There’s aiming high and then there’s the pie in the sky. Keep it attainable people. (If only the Brits had colonised the place instead of those plundering Spanish, eh?)
Nonetheless, as the global language (for now) in an unprecedentedly interconnected world, there’s no doubt having English up to a workable level is, or at least could be, an advantage.
Thus, convincing the masses to warm to it is a noble pursuit.
Like most things, but perhaps even more so with languages, the younger this is done the better. However, Colombia’s track record in this regard, especially in the public schools, leaves a lot to be desired.
This being the case, the fact that in many university courses you can’t graduate without attaining a certain, usually relatively high level of English could be viewed as being a bit harsh.
Of course, if you’re studying international relations or the like where English is usually a core element and prerequisite for the course, fair enough.
Yet for degrees where English is not essential per se, why then make obtaining a good grade in it a qualification requirement?
If the student has shown to be competent and worthy of his or her degree in the chief area of study, let them at it we say.

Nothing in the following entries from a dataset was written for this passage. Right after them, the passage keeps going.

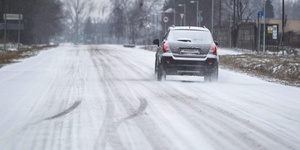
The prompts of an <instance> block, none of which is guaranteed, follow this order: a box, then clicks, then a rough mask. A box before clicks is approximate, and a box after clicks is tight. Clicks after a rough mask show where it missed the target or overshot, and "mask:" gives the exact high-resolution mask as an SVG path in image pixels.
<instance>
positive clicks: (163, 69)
mask: <svg viewBox="0 0 300 150" xmlns="http://www.w3.org/2000/svg"><path fill="white" fill-rule="evenodd" d="M157 66H158V67H157V81H161V80H162V79H164V80H165V79H166V73H165V71H164V69H163V66H162V65H159V64H158V65H157Z"/></svg>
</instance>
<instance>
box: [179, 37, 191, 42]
mask: <svg viewBox="0 0 300 150" xmlns="http://www.w3.org/2000/svg"><path fill="white" fill-rule="evenodd" d="M177 41H181V42H192V40H191V39H188V38H182V39H177Z"/></svg>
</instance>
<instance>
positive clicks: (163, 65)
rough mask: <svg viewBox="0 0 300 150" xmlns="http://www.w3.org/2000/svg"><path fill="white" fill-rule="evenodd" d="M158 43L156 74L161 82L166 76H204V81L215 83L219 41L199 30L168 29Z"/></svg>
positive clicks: (191, 28)
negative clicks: (163, 37)
mask: <svg viewBox="0 0 300 150" xmlns="http://www.w3.org/2000/svg"><path fill="white" fill-rule="evenodd" d="M153 44H157V45H158V48H157V52H156V57H155V58H156V60H155V74H156V76H157V80H158V81H161V80H162V78H164V79H165V78H166V75H196V76H204V80H205V81H210V82H211V81H218V68H219V56H218V53H217V45H218V42H214V41H213V38H212V35H211V33H210V31H209V30H208V29H207V28H205V27H204V28H202V27H170V28H169V29H168V31H167V32H166V34H165V36H164V39H163V40H162V42H161V44H160V45H159V40H158V39H156V40H154V41H153Z"/></svg>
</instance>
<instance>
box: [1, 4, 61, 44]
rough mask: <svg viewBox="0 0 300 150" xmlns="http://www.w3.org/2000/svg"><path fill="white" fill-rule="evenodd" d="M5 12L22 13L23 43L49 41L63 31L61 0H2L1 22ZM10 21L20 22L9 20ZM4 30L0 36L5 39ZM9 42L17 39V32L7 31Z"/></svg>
mask: <svg viewBox="0 0 300 150" xmlns="http://www.w3.org/2000/svg"><path fill="white" fill-rule="evenodd" d="M3 14H22V15H23V20H22V21H21V22H22V23H24V28H25V29H24V30H23V31H21V43H23V44H39V43H49V41H50V39H51V38H53V37H54V36H56V35H57V34H58V33H60V32H61V31H62V19H63V18H64V11H63V5H62V3H61V2H60V1H59V0H0V23H4V20H3V19H4V18H3ZM7 22H8V23H18V22H16V21H7ZM3 32H4V31H3V30H1V31H0V38H1V39H2V40H3V38H4V36H3ZM7 40H8V41H9V42H16V41H17V32H16V31H13V30H10V31H7Z"/></svg>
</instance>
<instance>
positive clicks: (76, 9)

Fair enough, as mentioned above having a decent grasp of English may open more doors in the work place. So the universities in question could be seen as forcing a good deed on students who have paid hefty enrolment fees. How thoughtful of them.
Now as you know it’s far from cynical we are here, but those of that disposition could be forgiven for thinking that the English requirement is just a money-making racket. ‘Aw, hard luck, you failed English. Not to worry. Pay for a course to get your level up to scratch, pay for an additional semester and hopefully you’ll be good to graduate in a few months.’ Come on guys, these universities would never be so self-centred.
Easy way out
As tough as it may seem on those who struggle with English, as ever in these parts some centres of learning ‘allow’ a way around it. From what we can gather, in not all places does the English test have to be taken supervised, on campus. There’s an unsupervised, on-line option.
We recently had the friend of an acquaintance ask us to assist her while she took this on-line test. Of course we objected strictly on moral grounds — it had nothing to do with the fact that it wasn’t financially worth it for us.
This practice, where it happens, obviously makes a mockery of the whole English requirement. (For the record, this was Universidad Central.) An Ielts or Toefl exam would soon find out those who profess to have English to a high level (to a point anyway; some people who do have good English don’t always perform well in these type of tests).
Outside of that, coming back to the practice of having an English test requirement for degrees where it’s not essential, isn’t it best to just let potential employers deal with that?
A Spanish-speaking civil engineering firm searching for prospective employees would probably list English as merely an advantage, not an actual requirement.
Forcing the language on people at a later stage in their development isn’t the way to achieve bilingual status.
Needless to say, it starts at a much younger age.
If English is a priority for Colombian officialdom, the place to get serious about it is at primary level education.
Alas, from a public school perspective anyway, it’s more a case of the blind leading the blind in this regard.